Neglect of the individual was not Communism’s only fault. Corruption among its leaders was also very common. In We the Living, Pavel Syerov, a high ranking Communist, gets involved in a corrupt business. This was the kind of business that he himself might have to seize and break up. The Communist party itself, especially its high members, became the new-hated bourgeois class. “The system was so corrupt and decayed as to be unreformable,” explains Morewood (33). They lived well off while the rest of the people suffered. “Pavel Syerov bought a new pair of boots” (134), while “Vasili sold the last shade off the lamp in the drawing room” (135). Andrei Taganov, a “Commie,” had more money than he knew what to do with, while Kira’s family could barely get food because they were once bourgeois.
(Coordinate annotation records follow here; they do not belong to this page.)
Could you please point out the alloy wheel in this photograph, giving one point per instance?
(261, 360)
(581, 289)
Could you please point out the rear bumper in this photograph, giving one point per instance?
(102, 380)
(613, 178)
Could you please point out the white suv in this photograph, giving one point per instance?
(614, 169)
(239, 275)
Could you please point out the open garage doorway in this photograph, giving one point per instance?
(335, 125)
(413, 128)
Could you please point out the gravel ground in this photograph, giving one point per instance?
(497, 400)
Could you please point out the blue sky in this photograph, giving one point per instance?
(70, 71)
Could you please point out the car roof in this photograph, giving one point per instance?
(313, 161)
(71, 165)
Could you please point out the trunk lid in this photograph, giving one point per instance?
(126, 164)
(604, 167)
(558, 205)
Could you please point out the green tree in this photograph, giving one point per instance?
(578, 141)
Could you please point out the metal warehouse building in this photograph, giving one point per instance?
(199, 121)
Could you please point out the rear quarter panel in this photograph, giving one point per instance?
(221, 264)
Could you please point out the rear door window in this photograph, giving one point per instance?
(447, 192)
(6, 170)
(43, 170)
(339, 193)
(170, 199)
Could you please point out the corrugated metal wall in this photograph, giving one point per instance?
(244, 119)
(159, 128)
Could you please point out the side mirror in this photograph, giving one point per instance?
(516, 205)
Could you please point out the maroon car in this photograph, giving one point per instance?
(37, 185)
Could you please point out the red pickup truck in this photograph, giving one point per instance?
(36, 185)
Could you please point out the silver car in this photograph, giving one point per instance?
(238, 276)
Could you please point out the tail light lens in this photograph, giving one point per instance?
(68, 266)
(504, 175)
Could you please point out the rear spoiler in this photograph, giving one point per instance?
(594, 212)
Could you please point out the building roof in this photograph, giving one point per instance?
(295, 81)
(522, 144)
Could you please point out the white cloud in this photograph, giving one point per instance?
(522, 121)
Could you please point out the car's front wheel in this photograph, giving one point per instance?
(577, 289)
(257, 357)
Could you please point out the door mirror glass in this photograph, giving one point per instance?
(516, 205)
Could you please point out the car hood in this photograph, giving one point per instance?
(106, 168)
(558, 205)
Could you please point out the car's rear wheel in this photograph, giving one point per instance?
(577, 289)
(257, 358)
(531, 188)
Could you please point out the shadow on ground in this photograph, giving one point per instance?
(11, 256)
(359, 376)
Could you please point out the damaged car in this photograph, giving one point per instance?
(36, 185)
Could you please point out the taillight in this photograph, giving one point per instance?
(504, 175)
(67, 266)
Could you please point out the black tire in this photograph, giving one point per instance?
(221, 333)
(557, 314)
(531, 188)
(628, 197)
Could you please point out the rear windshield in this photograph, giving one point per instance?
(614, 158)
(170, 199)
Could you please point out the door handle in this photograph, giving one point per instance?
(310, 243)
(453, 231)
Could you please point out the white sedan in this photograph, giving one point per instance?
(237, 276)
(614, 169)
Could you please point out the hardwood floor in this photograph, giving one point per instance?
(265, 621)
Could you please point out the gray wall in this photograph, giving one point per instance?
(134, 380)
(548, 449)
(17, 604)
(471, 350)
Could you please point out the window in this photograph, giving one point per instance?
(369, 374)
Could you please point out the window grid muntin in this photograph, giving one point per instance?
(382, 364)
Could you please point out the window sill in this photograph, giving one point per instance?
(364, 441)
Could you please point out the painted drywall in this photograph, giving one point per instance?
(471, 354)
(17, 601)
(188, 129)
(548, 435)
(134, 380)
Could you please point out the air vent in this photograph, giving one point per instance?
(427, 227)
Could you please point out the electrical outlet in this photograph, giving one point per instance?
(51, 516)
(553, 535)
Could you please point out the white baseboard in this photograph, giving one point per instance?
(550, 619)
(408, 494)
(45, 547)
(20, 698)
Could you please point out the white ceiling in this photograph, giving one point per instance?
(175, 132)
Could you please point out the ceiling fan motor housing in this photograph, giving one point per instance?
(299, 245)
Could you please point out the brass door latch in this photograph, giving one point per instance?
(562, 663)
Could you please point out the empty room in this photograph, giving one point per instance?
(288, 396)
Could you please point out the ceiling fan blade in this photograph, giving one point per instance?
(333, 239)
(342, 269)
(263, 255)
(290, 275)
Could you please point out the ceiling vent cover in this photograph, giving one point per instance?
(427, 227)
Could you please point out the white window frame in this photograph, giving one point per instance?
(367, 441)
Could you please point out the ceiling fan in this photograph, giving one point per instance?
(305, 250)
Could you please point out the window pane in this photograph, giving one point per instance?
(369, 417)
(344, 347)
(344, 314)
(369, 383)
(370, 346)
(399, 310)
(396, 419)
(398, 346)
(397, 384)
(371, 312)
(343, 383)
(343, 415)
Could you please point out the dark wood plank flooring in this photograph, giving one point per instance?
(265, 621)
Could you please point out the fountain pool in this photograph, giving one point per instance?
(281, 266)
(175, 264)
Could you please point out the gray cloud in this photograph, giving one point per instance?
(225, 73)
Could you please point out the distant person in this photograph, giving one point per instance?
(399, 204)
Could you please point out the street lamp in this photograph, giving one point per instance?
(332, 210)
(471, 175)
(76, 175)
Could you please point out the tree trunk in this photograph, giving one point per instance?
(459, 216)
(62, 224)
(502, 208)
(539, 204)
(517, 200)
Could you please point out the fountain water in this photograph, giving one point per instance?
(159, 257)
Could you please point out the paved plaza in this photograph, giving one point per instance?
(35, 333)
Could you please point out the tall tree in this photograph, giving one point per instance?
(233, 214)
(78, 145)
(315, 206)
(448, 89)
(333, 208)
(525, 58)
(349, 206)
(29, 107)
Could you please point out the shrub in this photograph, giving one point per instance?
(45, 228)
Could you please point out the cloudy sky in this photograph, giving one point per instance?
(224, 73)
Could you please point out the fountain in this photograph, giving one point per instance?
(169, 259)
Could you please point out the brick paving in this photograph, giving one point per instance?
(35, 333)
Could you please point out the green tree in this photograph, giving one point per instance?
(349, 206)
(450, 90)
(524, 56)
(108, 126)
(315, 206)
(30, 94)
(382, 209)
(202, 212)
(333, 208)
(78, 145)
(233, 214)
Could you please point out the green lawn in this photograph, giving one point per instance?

Corruption among Communist leaders is the major issue in The Porcupine. The novel’s main character, Stoyo Petkanov, was the President of a Communist Balkan state. His government was overthrown and Petkanov was on trial for various things, including

Theft. Embezzlement of state funds. Corruption. Speculation. Currency offenses. Profiteering. Complicity in the murder of Simeon Popov….Complicity in torture. Complicity in attempted genocide. Innumerable conspiracies to pervert the course of justice. (15)

His corruption was so great that his own people hated him immensely. Atanas and Vera, common people, accuse him of “mass murder” and “genocide.” They also refer to him as “the bastard.” This ironic thing about the trial is that Stoyo Petkanov was not the only guilty of the crimes. Almost everyone in the courtroom was guilty of one thing or another. The Presidents of the Court and the attorneys had nice cars and apartments while the common people were jobless and starving. Everyone was a hypocrite. Communists wanted everyone to live equally, yet they didn’t mind being above the people.

Another reason that Communism failed in Europe was that people couldn’t automatically change. It is very hard to change one’s instincts and the ideas that have governed our society for hundreds of years. Our instincts are selfish, one may say, because we’d do anything to ensure our survival. In a life and death situation, the “collect” is the last thing that we have on our minds. Everyone works for himself or his family, not for the rest of the people. This is not necessarily wrong. The strong and able should be able to rise to the top. That’s the surest way a person can perform to their fullest potential; if they know that there’s something rewarding for them. Kira says

Don’t you know that there are things, in the best of us, which no outside hand should dare to touch? This sacred because, and only because, one can say: This is mine? Don’t you know that there is something in us which must not be touched by any state, by any collective, by any number of million? (Rand, 80)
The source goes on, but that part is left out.